Now I want to see what the most popular recipes on the site are. I'm going to sort first by rating (i.e., 5-star recipes first) and then by the number of reviews.

In [29]:
sorted_recipe_information = recipe_information.sort_values(['Recipe Rating', 'Recipe Review Count'], ascending = False)

display (sorted_recipe_information.iloc[:, 0:4].head(50))

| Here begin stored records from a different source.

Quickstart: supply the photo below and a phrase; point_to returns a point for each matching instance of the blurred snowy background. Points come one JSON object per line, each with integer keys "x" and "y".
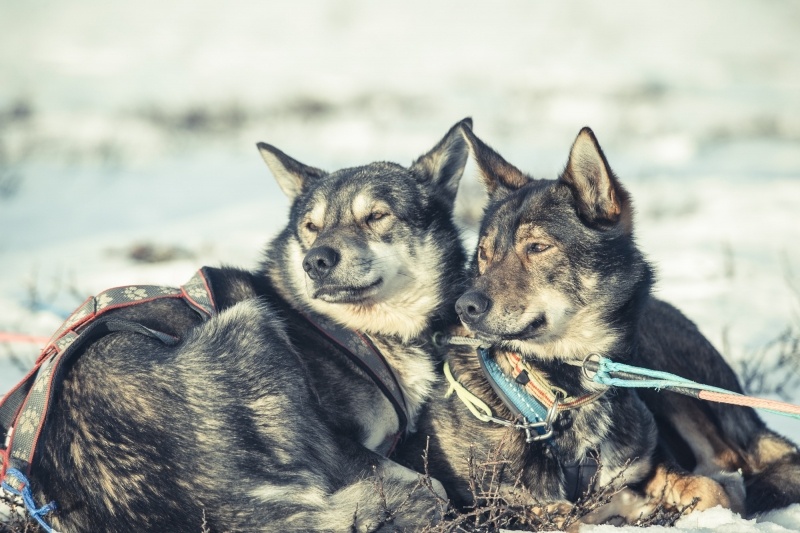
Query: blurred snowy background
{"x": 128, "y": 131}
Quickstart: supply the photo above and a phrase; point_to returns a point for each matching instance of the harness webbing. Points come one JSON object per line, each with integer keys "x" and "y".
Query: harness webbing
{"x": 578, "y": 475}
{"x": 24, "y": 409}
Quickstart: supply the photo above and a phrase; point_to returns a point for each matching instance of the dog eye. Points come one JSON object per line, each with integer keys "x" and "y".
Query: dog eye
{"x": 375, "y": 216}
{"x": 537, "y": 248}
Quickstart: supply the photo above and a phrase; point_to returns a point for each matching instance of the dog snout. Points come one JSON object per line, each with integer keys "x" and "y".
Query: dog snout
{"x": 320, "y": 261}
{"x": 472, "y": 306}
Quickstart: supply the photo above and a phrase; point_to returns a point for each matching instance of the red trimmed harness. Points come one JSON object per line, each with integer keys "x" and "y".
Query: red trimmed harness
{"x": 23, "y": 410}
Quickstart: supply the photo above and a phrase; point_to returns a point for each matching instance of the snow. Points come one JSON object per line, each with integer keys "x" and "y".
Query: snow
{"x": 142, "y": 118}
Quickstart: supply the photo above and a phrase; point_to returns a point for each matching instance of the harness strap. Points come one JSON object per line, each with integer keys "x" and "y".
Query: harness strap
{"x": 578, "y": 476}
{"x": 361, "y": 350}
{"x": 513, "y": 394}
{"x": 24, "y": 409}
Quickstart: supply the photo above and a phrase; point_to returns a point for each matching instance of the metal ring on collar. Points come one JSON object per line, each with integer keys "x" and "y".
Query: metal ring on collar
{"x": 585, "y": 369}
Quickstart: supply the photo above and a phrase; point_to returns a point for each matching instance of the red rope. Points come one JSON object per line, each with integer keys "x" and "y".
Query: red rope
{"x": 760, "y": 403}
{"x": 6, "y": 336}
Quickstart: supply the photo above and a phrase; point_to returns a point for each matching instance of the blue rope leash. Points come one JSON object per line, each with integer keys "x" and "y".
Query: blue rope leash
{"x": 660, "y": 379}
{"x": 609, "y": 373}
{"x": 27, "y": 498}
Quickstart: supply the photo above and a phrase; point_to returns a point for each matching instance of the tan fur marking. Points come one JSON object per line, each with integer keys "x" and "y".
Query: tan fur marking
{"x": 770, "y": 450}
{"x": 679, "y": 489}
{"x": 711, "y": 452}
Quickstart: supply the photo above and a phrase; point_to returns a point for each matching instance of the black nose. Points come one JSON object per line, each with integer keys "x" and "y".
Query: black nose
{"x": 320, "y": 261}
{"x": 472, "y": 306}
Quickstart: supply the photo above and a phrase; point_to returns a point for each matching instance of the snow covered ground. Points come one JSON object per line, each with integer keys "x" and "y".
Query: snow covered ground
{"x": 131, "y": 124}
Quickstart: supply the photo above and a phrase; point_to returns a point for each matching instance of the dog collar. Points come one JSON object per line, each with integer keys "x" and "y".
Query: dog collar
{"x": 545, "y": 393}
{"x": 361, "y": 351}
{"x": 526, "y": 392}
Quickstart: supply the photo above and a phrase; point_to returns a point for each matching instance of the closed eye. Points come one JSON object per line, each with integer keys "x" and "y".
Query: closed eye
{"x": 376, "y": 216}
{"x": 537, "y": 248}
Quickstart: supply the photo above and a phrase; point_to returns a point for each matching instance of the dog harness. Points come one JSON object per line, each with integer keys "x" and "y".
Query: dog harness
{"x": 23, "y": 410}
{"x": 535, "y": 403}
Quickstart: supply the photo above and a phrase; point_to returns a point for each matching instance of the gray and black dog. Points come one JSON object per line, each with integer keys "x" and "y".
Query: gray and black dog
{"x": 256, "y": 420}
{"x": 557, "y": 276}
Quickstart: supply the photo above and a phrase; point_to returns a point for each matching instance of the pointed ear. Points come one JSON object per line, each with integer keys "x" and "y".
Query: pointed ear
{"x": 444, "y": 164}
{"x": 496, "y": 173}
{"x": 601, "y": 198}
{"x": 292, "y": 176}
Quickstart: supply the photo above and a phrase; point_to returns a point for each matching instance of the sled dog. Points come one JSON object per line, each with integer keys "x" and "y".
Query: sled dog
{"x": 556, "y": 277}
{"x": 256, "y": 419}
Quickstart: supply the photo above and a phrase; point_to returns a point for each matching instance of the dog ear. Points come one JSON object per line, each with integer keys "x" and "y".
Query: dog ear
{"x": 602, "y": 201}
{"x": 291, "y": 175}
{"x": 444, "y": 164}
{"x": 496, "y": 173}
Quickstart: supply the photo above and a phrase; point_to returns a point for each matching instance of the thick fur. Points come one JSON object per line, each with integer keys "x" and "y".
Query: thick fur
{"x": 254, "y": 421}
{"x": 557, "y": 276}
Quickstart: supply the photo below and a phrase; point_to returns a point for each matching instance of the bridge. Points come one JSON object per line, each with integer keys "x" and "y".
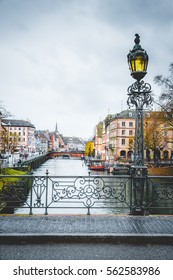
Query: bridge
{"x": 74, "y": 154}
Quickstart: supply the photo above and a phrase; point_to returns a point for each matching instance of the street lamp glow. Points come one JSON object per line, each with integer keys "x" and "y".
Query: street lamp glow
{"x": 138, "y": 60}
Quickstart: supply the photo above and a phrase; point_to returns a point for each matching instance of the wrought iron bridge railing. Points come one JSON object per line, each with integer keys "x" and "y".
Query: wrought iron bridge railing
{"x": 103, "y": 194}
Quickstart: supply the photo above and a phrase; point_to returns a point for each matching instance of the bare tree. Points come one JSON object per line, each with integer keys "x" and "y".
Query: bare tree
{"x": 166, "y": 95}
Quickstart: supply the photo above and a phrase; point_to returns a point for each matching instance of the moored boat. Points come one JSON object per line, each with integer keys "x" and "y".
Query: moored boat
{"x": 97, "y": 165}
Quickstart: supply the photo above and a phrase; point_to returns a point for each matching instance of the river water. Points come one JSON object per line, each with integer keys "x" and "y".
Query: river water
{"x": 66, "y": 167}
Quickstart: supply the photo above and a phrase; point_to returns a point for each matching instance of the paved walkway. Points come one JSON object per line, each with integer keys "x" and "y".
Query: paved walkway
{"x": 112, "y": 228}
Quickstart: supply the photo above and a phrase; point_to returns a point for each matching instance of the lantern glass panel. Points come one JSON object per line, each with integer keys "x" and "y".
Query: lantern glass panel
{"x": 140, "y": 64}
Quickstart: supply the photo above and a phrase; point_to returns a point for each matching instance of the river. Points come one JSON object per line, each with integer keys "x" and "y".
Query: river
{"x": 67, "y": 167}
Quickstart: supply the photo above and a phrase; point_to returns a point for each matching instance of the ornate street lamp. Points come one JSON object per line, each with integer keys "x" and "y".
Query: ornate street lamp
{"x": 139, "y": 96}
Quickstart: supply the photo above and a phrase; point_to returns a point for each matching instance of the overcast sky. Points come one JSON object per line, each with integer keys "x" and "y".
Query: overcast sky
{"x": 65, "y": 61}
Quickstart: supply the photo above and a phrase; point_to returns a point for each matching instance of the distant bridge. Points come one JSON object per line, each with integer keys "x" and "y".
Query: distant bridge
{"x": 75, "y": 154}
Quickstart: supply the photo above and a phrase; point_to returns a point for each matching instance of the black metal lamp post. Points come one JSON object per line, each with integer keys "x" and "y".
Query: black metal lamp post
{"x": 139, "y": 96}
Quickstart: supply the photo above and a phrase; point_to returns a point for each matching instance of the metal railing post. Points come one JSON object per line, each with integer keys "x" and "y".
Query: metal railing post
{"x": 47, "y": 178}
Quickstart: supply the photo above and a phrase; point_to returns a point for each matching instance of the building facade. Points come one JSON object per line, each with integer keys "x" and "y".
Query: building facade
{"x": 18, "y": 136}
{"x": 115, "y": 136}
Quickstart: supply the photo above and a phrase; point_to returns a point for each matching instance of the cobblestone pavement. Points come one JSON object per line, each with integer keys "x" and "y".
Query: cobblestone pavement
{"x": 103, "y": 226}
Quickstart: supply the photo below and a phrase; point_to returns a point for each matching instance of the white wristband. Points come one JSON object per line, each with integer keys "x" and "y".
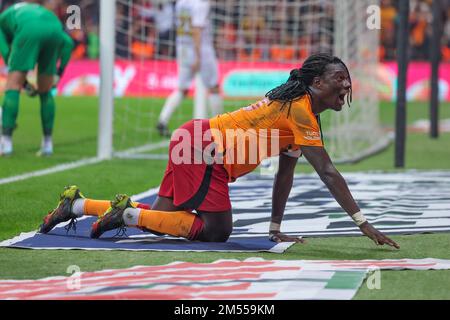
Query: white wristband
{"x": 274, "y": 226}
{"x": 359, "y": 218}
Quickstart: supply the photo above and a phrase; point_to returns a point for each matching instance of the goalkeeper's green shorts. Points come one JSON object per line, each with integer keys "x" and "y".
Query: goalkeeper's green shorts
{"x": 39, "y": 45}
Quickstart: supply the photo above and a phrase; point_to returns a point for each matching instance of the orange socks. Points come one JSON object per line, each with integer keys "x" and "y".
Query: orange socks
{"x": 179, "y": 223}
{"x": 95, "y": 207}
{"x": 98, "y": 207}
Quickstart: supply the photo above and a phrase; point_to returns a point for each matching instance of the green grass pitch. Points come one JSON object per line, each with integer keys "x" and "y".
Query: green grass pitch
{"x": 23, "y": 204}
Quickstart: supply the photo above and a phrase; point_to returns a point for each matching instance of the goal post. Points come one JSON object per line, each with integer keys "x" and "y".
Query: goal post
{"x": 107, "y": 59}
{"x": 257, "y": 43}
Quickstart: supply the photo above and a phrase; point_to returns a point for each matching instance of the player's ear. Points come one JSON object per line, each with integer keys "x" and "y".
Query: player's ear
{"x": 317, "y": 82}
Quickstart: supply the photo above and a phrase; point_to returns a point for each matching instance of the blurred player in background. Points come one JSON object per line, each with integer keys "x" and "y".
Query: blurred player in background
{"x": 29, "y": 35}
{"x": 195, "y": 53}
{"x": 293, "y": 109}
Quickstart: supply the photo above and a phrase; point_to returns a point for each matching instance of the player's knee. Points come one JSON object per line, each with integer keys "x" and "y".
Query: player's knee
{"x": 216, "y": 233}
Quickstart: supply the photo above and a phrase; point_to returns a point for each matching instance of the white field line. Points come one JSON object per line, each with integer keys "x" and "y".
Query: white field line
{"x": 76, "y": 164}
{"x": 55, "y": 169}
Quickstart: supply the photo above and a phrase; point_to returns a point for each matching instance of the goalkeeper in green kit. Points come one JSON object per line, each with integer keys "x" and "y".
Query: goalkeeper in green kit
{"x": 29, "y": 35}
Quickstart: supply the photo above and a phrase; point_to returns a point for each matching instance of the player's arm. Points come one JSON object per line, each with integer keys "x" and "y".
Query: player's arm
{"x": 281, "y": 189}
{"x": 320, "y": 160}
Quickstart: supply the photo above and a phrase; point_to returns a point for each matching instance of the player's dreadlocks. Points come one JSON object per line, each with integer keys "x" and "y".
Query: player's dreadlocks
{"x": 301, "y": 79}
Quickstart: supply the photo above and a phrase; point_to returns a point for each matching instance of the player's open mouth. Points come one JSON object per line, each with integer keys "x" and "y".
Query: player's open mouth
{"x": 342, "y": 99}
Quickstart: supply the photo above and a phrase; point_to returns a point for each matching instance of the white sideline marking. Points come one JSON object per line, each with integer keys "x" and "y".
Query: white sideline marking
{"x": 55, "y": 169}
{"x": 78, "y": 164}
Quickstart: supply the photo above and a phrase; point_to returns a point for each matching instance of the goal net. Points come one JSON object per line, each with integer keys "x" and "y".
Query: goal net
{"x": 257, "y": 43}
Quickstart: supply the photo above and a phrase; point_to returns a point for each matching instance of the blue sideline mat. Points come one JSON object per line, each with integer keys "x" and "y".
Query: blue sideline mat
{"x": 398, "y": 203}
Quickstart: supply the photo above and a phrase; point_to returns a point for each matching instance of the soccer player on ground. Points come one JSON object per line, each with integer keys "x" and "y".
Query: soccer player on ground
{"x": 290, "y": 111}
{"x": 195, "y": 53}
{"x": 30, "y": 34}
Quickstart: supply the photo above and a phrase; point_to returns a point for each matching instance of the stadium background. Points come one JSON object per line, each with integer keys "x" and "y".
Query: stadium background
{"x": 23, "y": 203}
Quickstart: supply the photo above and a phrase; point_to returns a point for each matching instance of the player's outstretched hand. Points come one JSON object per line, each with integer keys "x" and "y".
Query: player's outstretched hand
{"x": 377, "y": 237}
{"x": 281, "y": 237}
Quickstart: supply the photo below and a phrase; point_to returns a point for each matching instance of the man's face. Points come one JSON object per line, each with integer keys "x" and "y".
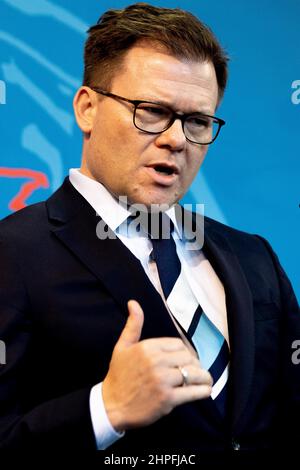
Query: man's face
{"x": 128, "y": 161}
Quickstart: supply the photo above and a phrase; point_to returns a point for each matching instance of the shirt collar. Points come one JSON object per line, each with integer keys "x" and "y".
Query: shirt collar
{"x": 104, "y": 203}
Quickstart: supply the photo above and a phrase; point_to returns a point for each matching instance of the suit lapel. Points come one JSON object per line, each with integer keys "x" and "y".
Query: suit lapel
{"x": 240, "y": 318}
{"x": 74, "y": 222}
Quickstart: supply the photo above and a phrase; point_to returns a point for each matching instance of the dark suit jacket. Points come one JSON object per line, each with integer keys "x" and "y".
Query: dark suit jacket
{"x": 63, "y": 296}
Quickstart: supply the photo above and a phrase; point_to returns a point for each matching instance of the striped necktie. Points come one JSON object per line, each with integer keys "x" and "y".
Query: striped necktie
{"x": 211, "y": 346}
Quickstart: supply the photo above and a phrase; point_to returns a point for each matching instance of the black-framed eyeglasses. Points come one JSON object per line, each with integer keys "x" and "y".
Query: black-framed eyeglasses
{"x": 155, "y": 118}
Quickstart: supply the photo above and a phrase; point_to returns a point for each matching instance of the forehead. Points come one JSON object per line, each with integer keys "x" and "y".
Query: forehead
{"x": 151, "y": 73}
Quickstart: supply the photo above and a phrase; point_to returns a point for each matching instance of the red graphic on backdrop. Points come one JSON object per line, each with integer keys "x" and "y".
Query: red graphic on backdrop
{"x": 36, "y": 180}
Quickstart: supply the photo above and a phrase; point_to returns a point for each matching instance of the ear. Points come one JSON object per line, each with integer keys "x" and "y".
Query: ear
{"x": 85, "y": 106}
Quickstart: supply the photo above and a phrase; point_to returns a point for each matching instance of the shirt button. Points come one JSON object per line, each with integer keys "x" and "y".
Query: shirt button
{"x": 235, "y": 445}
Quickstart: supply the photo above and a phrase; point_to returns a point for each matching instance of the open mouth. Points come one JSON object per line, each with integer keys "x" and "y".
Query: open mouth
{"x": 164, "y": 170}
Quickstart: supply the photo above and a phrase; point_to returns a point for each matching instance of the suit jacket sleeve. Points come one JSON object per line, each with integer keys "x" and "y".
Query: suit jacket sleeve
{"x": 61, "y": 422}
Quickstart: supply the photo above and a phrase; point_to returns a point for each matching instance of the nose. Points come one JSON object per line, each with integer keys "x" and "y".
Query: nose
{"x": 173, "y": 137}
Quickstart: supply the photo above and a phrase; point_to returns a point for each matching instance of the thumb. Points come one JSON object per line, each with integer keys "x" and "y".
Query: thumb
{"x": 132, "y": 330}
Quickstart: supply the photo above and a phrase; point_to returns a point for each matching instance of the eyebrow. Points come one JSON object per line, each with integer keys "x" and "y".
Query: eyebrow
{"x": 170, "y": 106}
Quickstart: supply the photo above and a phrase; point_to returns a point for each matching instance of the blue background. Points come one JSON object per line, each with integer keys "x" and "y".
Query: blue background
{"x": 250, "y": 179}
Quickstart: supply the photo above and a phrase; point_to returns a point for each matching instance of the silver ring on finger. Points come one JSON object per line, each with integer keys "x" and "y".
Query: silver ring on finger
{"x": 185, "y": 376}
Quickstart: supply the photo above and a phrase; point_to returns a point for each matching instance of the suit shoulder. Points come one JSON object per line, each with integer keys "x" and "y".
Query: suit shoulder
{"x": 238, "y": 239}
{"x": 26, "y": 221}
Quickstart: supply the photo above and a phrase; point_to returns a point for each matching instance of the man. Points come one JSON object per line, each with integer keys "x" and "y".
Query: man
{"x": 99, "y": 354}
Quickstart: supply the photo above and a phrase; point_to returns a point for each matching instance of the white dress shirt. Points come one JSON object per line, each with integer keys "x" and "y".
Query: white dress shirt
{"x": 202, "y": 279}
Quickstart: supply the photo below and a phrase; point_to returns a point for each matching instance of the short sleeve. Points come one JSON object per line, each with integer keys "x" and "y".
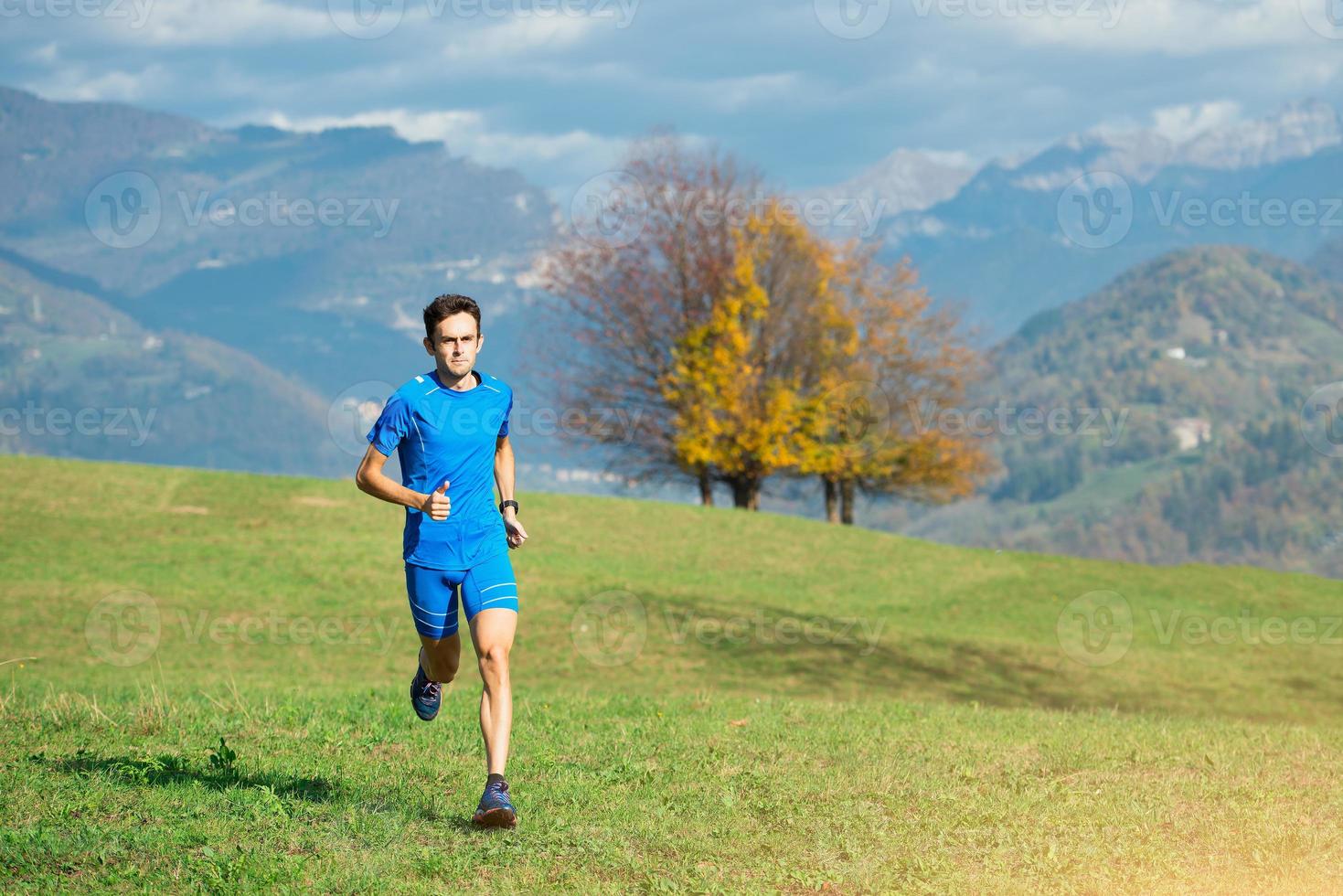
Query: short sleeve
{"x": 392, "y": 425}
{"x": 506, "y": 415}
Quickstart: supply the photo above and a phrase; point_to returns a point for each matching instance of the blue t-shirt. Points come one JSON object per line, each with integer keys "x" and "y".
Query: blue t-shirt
{"x": 443, "y": 434}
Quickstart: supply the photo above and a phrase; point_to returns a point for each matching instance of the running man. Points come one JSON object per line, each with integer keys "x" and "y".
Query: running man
{"x": 450, "y": 432}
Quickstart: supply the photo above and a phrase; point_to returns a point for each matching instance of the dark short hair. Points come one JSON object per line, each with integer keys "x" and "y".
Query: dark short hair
{"x": 444, "y": 306}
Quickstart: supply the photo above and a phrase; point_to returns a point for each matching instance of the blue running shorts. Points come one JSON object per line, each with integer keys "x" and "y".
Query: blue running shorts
{"x": 432, "y": 592}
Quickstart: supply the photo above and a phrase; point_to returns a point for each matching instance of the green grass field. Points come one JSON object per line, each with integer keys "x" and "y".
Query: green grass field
{"x": 705, "y": 700}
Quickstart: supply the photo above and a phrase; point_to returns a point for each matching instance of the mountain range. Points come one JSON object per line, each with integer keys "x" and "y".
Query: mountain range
{"x": 157, "y": 265}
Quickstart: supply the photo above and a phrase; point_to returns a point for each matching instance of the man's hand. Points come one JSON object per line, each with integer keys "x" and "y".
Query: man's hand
{"x": 516, "y": 534}
{"x": 437, "y": 504}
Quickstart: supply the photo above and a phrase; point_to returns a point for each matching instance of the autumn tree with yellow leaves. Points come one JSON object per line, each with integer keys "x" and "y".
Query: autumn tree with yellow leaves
{"x": 867, "y": 434}
{"x": 741, "y": 349}
{"x": 743, "y": 383}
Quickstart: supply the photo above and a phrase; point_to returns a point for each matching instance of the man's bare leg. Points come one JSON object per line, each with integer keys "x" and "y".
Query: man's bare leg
{"x": 492, "y": 633}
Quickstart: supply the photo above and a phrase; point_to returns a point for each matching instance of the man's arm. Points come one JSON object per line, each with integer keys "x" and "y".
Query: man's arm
{"x": 504, "y": 469}
{"x": 371, "y": 480}
{"x": 504, "y": 472}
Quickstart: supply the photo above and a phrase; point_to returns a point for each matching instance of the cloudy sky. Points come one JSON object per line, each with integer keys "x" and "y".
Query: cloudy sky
{"x": 810, "y": 91}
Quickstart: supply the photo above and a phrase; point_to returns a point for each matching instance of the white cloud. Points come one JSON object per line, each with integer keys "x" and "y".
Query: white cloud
{"x": 1180, "y": 123}
{"x": 570, "y": 157}
{"x": 520, "y": 39}
{"x": 119, "y": 86}
{"x": 217, "y": 22}
{"x": 1171, "y": 27}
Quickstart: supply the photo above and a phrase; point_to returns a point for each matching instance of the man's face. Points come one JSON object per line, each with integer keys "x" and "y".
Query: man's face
{"x": 455, "y": 343}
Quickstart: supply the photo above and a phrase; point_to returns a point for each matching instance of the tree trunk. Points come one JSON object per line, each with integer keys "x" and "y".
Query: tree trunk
{"x": 847, "y": 501}
{"x": 746, "y": 493}
{"x": 832, "y": 500}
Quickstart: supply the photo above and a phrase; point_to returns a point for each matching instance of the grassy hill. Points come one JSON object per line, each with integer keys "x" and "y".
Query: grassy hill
{"x": 936, "y": 723}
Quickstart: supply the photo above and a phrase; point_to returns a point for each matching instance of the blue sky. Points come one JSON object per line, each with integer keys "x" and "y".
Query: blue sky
{"x": 555, "y": 88}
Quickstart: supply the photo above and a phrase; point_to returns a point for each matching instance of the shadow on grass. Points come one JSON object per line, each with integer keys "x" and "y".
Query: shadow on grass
{"x": 166, "y": 770}
{"x": 853, "y": 657}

Unnamed: 0,Recipe Name,Recipe Author,Recipe Rating,Recipe Review Count
1056,Spiced Chickpea Stew With Coconut and Turmeric,Alison Roman,5,10503
7662,Red Lentil Soup With Lemon,Melissa Clark,5,10454
8037,Creamy Macaroni and Cheese,Julia Moskin,5,9152
3753,No-Knead Bread,Mark Bittman,5,8162
2590,Oven-Roasted Chicken Shawarma,Sam Sifton,5,7368
2055,Roasted Chicken Provençal,Sam Sifton,5,7364
4239,Marcella Hazan’s Bolognese Sauce,The New York Times,5,6636
8548,Old-Fashioned Beef Stew,Molly O'Neill,5,6368
2591,Shakshuka With Feta,Melissa Clark,5,6055
3085,Roasted Salmon Glazed With Brown Sugar and Mus...,Sam Sifton,5,5590


Great job, Alison! I can confirm that your Pork Noodle Soup is quite delicious!

Now let's take a look at which authors create the biggest percentage of 5-star recipes.

In [33]:
recipe_information_five_star = recipe_information.loc[recipe_information['Recipe Rating'] == 5].iloc[:, 1::]
recipe_information_five_star_count = recipe_information_five_star.groupby('Recipe Author').size().reset_index(name='Recipes')
recipe_information_five_star_count.loc[recipe_information_five_star_count['Recipes'] < 80, 'Recipe Author'] = 'Other Authors' # Represent only large authors

fig_pie_five_star = px.pie(recipe_information_five_star_count, values='Recipes', names='Recipe Author', title='Percentage of NYT 5-Star Recipes Written by Each Author')
fig_pie_five_star.show()